SCO paves the way for new members
Updated: 2014-09-13 01:56
By WU JIAO in Dushanbe, Tajikistan and ZHANG YUNBI in Beijing (China Daily)Comments Print Mail Large Medium Small
China welcomes countries joining that can 'meet the requirements'
From left: Kyrgyzstan President Almazbek Atambayev, Kazakhstan President Nursultan Nazarbayev, Chinese President Xi Jinping, President of Tajikistan Emomali Rahmon, Russian President Vladimir Putin and President of Uzbekistan Islam Karimov pose for photographs at the Navruz Palace in Dushanbe on Friday.[Photo/Xinhua]
Leaders of Shanghai Cooperation Organization member states reached an agreement on Friday that analysts said opens the door for new members to join the security group that targets terrorism.
The agreement covers two key legal documents regarding the procedure for entitling membership and the obligations of states applying for it.
The leaders were attending the 14th meeting of the SCO Council of Heads of State in Dushanbe, the capital of Tajikistan.
President Xi Jinping said at the summit that China readily welcomes countries that meet the requirements for SCO membership.
The SCO comprises six member states, five observers and three dialogue partners. Two of the observers, Pakistan and Iran, have applied for membership, and India has expressed its intention to do so but has not yet submitted a formal application.
A statement from Pakistan's Foreign Ministry issued on the eve of the summit said, "It is a matter of satisfaction that Pakistan's request for membership of the SCO is under active consideration."
Tajik President Emomali Rahmon, who chaired the summit, said at a news conference the two approved documents "usher in a new chapter" for development of the SCO, benefiting all the countries concerned and their peoples.
Feng Yujun, director of the Institute of Russian Studies at the China Institute of Contemporary International Relations, said approval of the documents provides a firm legislative basis for expanding the organization and admitting new members.
"This will also be a driving force for the future evolvement of the SCO and will facilitate domestic growth and security among new members," Feng said.

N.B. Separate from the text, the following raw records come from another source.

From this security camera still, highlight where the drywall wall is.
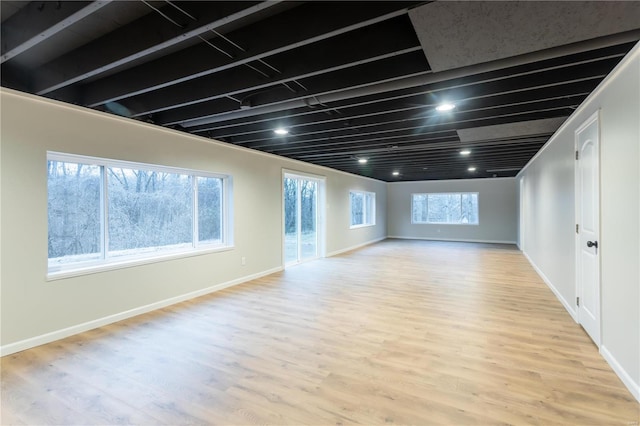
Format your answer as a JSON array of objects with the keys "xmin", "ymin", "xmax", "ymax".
[
  {"xmin": 518, "ymin": 133, "xmax": 576, "ymax": 312},
  {"xmin": 387, "ymin": 178, "xmax": 517, "ymax": 243},
  {"xmin": 0, "ymin": 88, "xmax": 387, "ymax": 351},
  {"xmin": 519, "ymin": 42, "xmax": 640, "ymax": 400}
]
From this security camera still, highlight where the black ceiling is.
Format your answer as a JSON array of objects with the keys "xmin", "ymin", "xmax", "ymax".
[{"xmin": 2, "ymin": 1, "xmax": 639, "ymax": 181}]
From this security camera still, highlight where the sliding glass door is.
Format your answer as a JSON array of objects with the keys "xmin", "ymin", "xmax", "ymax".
[{"xmin": 284, "ymin": 173, "xmax": 320, "ymax": 265}]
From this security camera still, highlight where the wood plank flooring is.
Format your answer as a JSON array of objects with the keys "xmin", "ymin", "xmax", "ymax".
[{"xmin": 2, "ymin": 240, "xmax": 638, "ymax": 425}]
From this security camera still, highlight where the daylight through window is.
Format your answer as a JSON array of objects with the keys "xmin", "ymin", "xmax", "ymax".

Yang Cheng, deputy director of the Center for Russian Studies at East China Normal University, said the SCO's development in the past 10 years has led to it assessing how it can expand its strategic influence.

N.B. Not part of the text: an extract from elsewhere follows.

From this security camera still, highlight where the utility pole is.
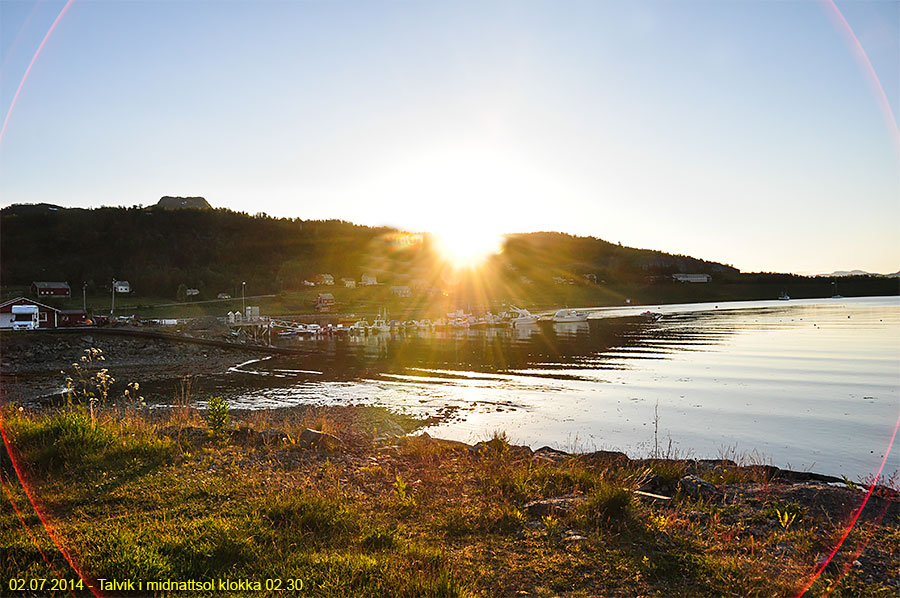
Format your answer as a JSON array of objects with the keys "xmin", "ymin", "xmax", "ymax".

"Since 2001, the number of member states has remained the same, while the number of observer states and dialogue partners has increased," Yang said.
The SCO was founded at a summit in Shanghai in 2001 by the presidents of Russia, China, Kyrgyzstan, Kazakhstan, Tajikistan and Uzbekistan. It now has Afghanistan, India, Iran, Mongolia and Pakistan as observers and Belarus, Turkey and Sri Lanka as dialogue partners. India, Iran and Pakistan were admitted as observers at the 2005 summit in Astana, Kazakhstan.
An annual report on the SCO compiled by the Chinese Academy of Social Sciences said, "Pakistan and India are in the best position to join the organization."
However, membership for Iran seems unlikely in the short term because of international sanctions imposed on the country over its nuclear ambitions, the report said.
Guan Guihai, associate dean of the School of International Studies at Peking University, said the membership applications serve as a vivid illustration of the SCO's increasing influence.
Sun Zhuangzhi, a senior researcher of Central Asian and SCO studies at the Chinese Academy of Social Sciences, said the SCO has adopted an open and prudent attitude toward expanding its membership.